Editorial Note: Since this week's NephJC is somewhat unusual in having already spawned a bit of online conversation, we invited author Laurie Tomlinson to pre-emptively comment on the implications of their work. Don't miss the NephJC summary from Tom Oates, read on for Dr Tomlinson's commentary, and join us April 25/26 for the live discussion.
What does this paper show?
In the UK, current guidelines recommend that renal function should be measured before and two weeks after starting an ACE Inhibitor or an Angiotensin Receptor Blocker (ACEI/ARB). If creatinine rises by >30% or eGFR falls by >25% then prescribers should consider stopping the drugs. The rationale for this is somewhat mysterious.

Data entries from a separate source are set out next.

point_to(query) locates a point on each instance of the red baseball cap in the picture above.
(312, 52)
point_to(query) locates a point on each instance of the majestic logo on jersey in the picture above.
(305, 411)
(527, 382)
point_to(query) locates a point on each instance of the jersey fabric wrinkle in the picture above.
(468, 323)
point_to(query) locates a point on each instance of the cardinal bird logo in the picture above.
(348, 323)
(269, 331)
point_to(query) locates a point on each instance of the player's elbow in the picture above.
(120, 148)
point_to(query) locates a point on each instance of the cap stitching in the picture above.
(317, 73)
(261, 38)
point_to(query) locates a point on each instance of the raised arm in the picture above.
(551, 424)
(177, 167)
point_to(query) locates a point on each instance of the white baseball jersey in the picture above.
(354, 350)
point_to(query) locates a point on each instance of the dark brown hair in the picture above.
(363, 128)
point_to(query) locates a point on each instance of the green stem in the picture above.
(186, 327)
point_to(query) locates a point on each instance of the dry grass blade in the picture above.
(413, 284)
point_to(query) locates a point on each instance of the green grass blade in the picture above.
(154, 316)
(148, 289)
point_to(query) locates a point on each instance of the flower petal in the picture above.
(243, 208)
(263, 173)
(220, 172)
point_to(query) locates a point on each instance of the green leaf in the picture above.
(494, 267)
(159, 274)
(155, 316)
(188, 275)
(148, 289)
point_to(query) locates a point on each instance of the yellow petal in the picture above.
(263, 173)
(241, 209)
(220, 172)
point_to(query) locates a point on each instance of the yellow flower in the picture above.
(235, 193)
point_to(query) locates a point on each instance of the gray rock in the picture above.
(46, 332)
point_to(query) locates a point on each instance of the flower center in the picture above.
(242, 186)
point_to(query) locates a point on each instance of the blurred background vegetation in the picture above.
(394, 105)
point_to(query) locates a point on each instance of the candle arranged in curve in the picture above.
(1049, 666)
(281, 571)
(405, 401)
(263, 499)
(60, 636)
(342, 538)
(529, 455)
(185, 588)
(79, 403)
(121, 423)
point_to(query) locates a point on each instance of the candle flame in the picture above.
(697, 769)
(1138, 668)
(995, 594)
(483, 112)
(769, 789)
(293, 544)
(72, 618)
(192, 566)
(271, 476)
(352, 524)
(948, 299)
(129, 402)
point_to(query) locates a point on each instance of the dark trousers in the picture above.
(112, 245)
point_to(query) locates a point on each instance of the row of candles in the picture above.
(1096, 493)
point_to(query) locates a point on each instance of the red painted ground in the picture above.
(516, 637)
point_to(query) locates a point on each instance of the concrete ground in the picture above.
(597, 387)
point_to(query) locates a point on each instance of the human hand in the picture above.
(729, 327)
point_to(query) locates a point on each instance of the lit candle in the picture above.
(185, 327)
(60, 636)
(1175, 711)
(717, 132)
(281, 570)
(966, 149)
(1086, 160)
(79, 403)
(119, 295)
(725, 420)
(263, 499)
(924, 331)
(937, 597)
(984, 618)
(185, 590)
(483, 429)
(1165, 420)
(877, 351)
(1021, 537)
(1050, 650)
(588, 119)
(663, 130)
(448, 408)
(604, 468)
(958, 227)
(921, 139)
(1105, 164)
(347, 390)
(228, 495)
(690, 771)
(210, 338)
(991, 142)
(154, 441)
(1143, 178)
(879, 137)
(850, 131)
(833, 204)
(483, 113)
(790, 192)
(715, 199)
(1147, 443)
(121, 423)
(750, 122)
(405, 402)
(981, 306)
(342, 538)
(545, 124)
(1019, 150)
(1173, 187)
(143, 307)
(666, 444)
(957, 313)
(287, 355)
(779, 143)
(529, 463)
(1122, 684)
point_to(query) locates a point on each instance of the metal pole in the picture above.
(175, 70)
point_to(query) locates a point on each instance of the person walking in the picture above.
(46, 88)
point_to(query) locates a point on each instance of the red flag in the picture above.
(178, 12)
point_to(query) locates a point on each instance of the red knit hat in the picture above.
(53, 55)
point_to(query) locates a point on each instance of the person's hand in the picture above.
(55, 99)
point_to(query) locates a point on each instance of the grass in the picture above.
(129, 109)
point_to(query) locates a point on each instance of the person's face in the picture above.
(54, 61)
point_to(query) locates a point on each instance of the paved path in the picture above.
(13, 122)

Using real-world data (from routinely-collected general-practice electronic health records) from over 120,000 UK patients who were started on treatment with an ACEI/ARB, we showed that there was a progressively increased risk of end-stage renal disease (ESRD), heart attack, heart failure or death for every 10% increase in creatinine after starting the drug.
So are we suggesting that the drugs cause adverse outcomes?
Overall, our results likely reflect that creatinine rises more in sicker patients. Large and small vessel renovascular disease, or cardiac failure with volume overload may well underly the fall in renal function after initiating the drugs. Therefore creatinine rise is a marker of pathology likely to be associated with a greater risk of an adverse outcome. In addition, patients with >30% creatinine rise were sicker in general and taking more drugs including NSAIDs and diuretics than those with smaller rises.
Despite this, it is possible that in a proportion of patients the drugs do directly cause adverse outcomes: I am sure that most nephrologists can recall seeing patients with unsuspected severe renovascular disease who have a profound acute drop in eGFR after starting ACEI/ARB which never recovers.
So should the drugs be stopped?
Some have interpreted our results as though the comparison group is those who were not treated with ACEI/ARB and therefore that the drugs should be stopped if renal function declines. However, the comparison group is those with no decline in renal function after initiation. We tried to be clear that from our results we cannot state that the risks outweigh the benefits of these drugs in any group. There is a vast amount of evidence from RCTs that these drugs are effective for a range of conditions. As we discuss, for some trials, investigators have undertaken post-hoc analyses of outcomes among subgroups defined by post-initiation change in creatinine. These show that ACEI/ARB are beneficial compared to placebo, even among those with the largest increases in creatinine. However, this evidence is predominantly confined to trials of cardiac failure and may not be relevant to current clinical care if patients are different from those in the RCTS (e.g. more comorbidities).
So what should we do if renal function declines?
Our work only relates to the immediate post-initiation period. We are not suggesting that the drugs should be stopped in all people whose renal function deteriorates after commencing ACEI/ARB: local guidelines and the clinical situation should be considered. For those in the UK, The NHS Think Kidneys programme has some useful guidance here. If there is progressive decline in patients with stage 4 or 5 CKD, in the UK they should be randomised to the STOP-ACE trial which will hopefully provide a clearer idea of how to optimally manage these patients in the future.
What is the key message of the paper?
Simply that patients whose renal function declines after commencing an ACEI/ARB are at increased risk of adverse events, even below a 30% rise in creatinine. We should consider why this has happened, whether any further investigations are needed and arrange for ongoing testing of their renal function. We have previously shown that <10% of patients have guideline recommended blood tests around initiation of an ACEI/ARB so a positive outcome would be renewed focus on the importance of monitoring these patients.
In addition, I hope that this paper will make us think about the limits of the evidence we use in our everyday practice. Despite our attempts to be measured in our wording and to discourage alarmist responses and deprescribing, this paper has been called dangerous and widely criticized. But, how confident are you that existing RCTs enable you to consider the change in the risk: benefit profile for prevention of ESRD if a patient has a substantial decline in renal function after initiation of ACEI/ARB?